Ich ärgere mich, dass ich damals so doof war und nicht auf meine innere Stimme gehört habe. Ich hätte uns allen viel Stress erspart. Die Flaschennahrung brachte jetzt nicht den Mega-Hyper-Durchbruch, aber es veränderte doch etwas.  Es machte mich entbehrlicher, es machte mich ein winziges Stück freier.

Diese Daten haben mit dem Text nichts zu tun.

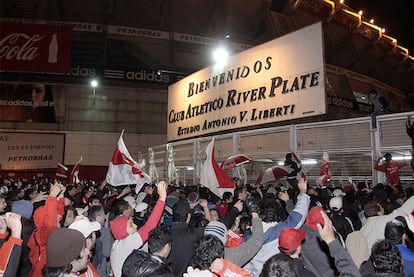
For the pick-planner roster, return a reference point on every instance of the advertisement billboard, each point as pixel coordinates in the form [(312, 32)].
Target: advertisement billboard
[(35, 47)]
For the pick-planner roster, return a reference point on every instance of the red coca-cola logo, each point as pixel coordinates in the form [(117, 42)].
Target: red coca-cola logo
[(20, 47)]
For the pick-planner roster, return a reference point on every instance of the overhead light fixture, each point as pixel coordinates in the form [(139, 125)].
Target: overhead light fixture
[(220, 55)]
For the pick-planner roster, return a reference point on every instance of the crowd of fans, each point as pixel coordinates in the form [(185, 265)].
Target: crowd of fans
[(49, 228)]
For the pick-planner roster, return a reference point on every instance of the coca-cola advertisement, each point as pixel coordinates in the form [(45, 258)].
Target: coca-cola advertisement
[(32, 102), (35, 47)]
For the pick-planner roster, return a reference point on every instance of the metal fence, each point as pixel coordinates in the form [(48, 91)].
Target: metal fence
[(352, 145)]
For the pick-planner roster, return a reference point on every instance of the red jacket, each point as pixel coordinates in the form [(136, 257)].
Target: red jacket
[(45, 219), (392, 170), (230, 269), (10, 253)]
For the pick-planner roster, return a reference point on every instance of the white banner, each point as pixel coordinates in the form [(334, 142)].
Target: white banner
[(19, 151), (280, 80)]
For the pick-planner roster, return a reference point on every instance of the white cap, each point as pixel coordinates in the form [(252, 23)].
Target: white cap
[(335, 203), (85, 226), (141, 206), (338, 192), (141, 196), (130, 200)]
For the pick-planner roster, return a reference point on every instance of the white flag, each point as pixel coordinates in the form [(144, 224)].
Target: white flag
[(123, 170), (213, 176), (74, 175)]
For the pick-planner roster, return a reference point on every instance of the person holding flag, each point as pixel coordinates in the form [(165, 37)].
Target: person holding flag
[(128, 237)]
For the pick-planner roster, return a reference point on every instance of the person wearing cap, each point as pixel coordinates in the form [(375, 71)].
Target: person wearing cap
[(209, 255), (140, 216), (88, 229), (153, 263), (373, 229), (343, 225), (66, 252), (46, 219), (25, 209), (10, 246), (273, 229), (184, 237), (104, 241), (318, 256), (290, 242), (128, 237)]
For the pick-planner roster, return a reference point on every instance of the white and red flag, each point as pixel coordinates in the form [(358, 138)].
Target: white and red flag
[(123, 170), (61, 171), (213, 176), (299, 162), (325, 169), (74, 175)]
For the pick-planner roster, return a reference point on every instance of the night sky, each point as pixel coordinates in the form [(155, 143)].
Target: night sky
[(396, 16)]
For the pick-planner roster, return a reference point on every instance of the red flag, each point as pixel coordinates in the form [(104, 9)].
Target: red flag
[(213, 176), (74, 175), (123, 170), (61, 171), (325, 172), (299, 162)]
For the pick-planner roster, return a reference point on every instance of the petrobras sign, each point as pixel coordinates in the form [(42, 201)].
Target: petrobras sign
[(31, 150), (283, 79), (35, 47)]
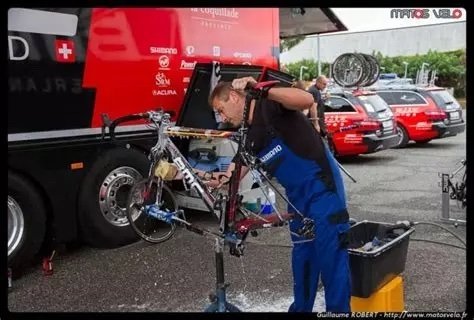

Die Schuldgefühle blieben zwar, doch ich lernte mehr und mehr sie auszuhalten. Irgendwie.
Und ich lernte nach und nach, dass ich meinen ganz eigenen Weg finden musste.
Egal, was alle anderes sagen.

„Nicht erkannte Postnatale Depression“ lautete eines Tages die Diagnose einer Ärztin, bei der ich eigentlich wegen meiner unerträglichen Rückenschmerzen war.
Ein Jahr nach Matheo´s Geburt war ich körperlich ein Wrack geworden.
Der wenige Schlaf, das viele Tragen – klar das strengt an, das war nichts Neues.
Ich wollte daher eigentlich nur ein Rezept für ein Schmerzmittel und evtl. ein paar Stunden Krankengymnastik.

Die vier Wörter trafen mich wie der Schlag.

Natürlich hatte ich davon schon gehört, aber das passierte doch nur Frauen, die eine schreckliche Schwangerschaft hatten oder eine Trennung hinter sich oder ohnehin immer depressiv waren.
Doch nicht mir!

Ich liebe Kinder. Wollte immer welche haben, ursprünglich mal am liebsten drei!
Ich habe selbst drei jüngere Brüder, kenne mich mit Babysitten bestens aus.
Mache das schon seit ich zehn bin.
Warum zum Teufel sollte ein Wunschkind bei mir Depressionen auslösen???

Dazu gibt es nur zu sagen, dass es JEDE Mutter treffen kann.
Arm oder reich, prominent oder unbekannt, jung oder alt, Wunschkind oder nicht.
Es gibt nicht DIE Antwort, aber es gibt so gut wie immer eine Lösung!

Wichtig ist nur, dass man sich Hilfe holt, dass man darüber spricht und zu seinem Problem steht.
Es ist keine Schande, wenn man nicht der Norm entspricht. Im Gegenteil.

Zu meinem Kind habe ich übrigens eine ganz wunderbare, vertrauenswürdige und liebevolle Bindung.
Obwohl ich nur sechs Wochen gestillt habe und eine Weile gebraucht habe, mich in meiner Mutterrolle zurecht zu finden.

Dafür platze ich heute vor Mutterglück!

Es hat mich zahlreiche Gespräche gekostet, viel Mut und Kraft. Doch es hat sich gelohnt.
Ich musste lernen, Hilfe anzunehmen, ohne mich deswegen schlecht zu fühlen.
Musste lernen, dass nicht alles seinen geraden Weg geht, nur weil ich mir das so gewünscht habe.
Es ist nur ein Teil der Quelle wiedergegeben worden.